La France intensifie son contrôle sur les réseaux sociaux, affirmant que les plateformes doivent se conformer à ses règles en matière de modération de contenu. Cette position ferme répond à des préoccupations croissantes concernant la diffusion de fausses informations. Elle vise également à lutter contre les discours haineux et à renforcer la protection des mineurs en ligne. Clara Chapas, ministre déléguée chargée de l’intelligence artificielle et du numérique, était l’invitée de l’émission « Le Grand témoin » sur France Info ce vendredi 10 janvier. Elle a souligné que l’espace en ligne doit respecter les mêmes règles que l’espace hors ligne.
Meta et le Fact-Checking : pas de changement immédiat en France
Après l’annonce de Meta concernant l’arrêt du fact-checking aux États-Unis, des préoccupations ont été exprimées sur les conséquences possibles pour la France. Cette décision a suscité de nombreuses interrogations parmi les utilisateurs et les autorités. Cependant, la ministre a tenu à rassurer sur ce point. Elle a précisé qu’aucun changement immédiat n’était prévu dans la manière dont Meta modère les contenus en France.
Elle a expliqué que la réglementation européenne est l’une des plus ambitieuses en matière de sécurisation de l’espace numérique. Cette réglementation pourrait empêcher Meta de modifier la modération des contenus. De son côté, Meta a affirmé son engagement à respecter les règles françaises et européennes. L’entreprise a également reconnu que la définition de la liberté d’expression varie entre la France et les États-Unis.

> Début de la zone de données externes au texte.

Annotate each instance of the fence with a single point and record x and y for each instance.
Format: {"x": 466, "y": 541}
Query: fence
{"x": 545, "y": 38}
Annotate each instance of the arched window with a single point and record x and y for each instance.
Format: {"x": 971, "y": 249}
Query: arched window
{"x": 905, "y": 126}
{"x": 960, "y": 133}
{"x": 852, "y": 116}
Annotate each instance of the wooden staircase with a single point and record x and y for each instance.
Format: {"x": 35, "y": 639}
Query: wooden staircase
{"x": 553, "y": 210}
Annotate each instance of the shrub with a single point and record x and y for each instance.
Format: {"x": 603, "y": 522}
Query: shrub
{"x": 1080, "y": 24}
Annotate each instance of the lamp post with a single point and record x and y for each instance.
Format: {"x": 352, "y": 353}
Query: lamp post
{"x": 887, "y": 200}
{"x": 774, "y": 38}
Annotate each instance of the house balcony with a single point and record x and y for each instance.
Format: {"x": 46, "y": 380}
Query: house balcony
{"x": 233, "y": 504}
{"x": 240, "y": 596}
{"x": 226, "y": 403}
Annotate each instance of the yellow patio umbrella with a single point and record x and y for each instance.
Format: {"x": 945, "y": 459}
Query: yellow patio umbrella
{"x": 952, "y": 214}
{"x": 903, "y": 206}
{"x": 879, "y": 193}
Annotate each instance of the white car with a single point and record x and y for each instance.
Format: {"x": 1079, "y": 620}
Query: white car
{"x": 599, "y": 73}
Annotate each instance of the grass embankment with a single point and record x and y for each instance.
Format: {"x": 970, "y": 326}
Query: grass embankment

Clara Chapas, Elon Musk et X : une surveillance accrue
Les activités d’Elon Musk sur son réseau social X ont suscité des inquiétudes. En particulier, son soutien à la chef de l’extrême droite allemande interroge sur son influence politique. La ministre a déclaré que le projet politique d’Elon Musk n’est pas celui de la France. Elle a souligné que l’objectif principal est de s’assurer que X respecte les règles françaises.
Les « community notes » de X font l’objet d’une enquête de la Commission européenne, et la France attend les conclusions de cette enquête pour agir. Si cet outil de modération s’avérait inefficace ou biaisé, la France est prête à utiliser son arsenal législatif pour intervenir.
L’arsenal législatif et la menace d’une interdiction
La France dispose d’un arsenal législatif, notamment le Digital Service Act européen, pour garantir la sécurité de l’espace numérique. Ce texte permet d’imposer des amendes aux plateformes qui ne respectent pas les règles. La possibilité d’interdire X en Europe, évoquée par le ministre des Affaires étrangères, n’est pas à écarter si nécessaire.
Cependant, le but n’est pas de quitter X, mais de faire en sorte que la plateforme se mette en règle. La ministre déléguée, chargée de l’intelligence artificielle et du numérique, a insisté sur le fait que les plateformes doivent respecter l’encadrement de la liberté d’expression en France et garantir la qualité de l’information.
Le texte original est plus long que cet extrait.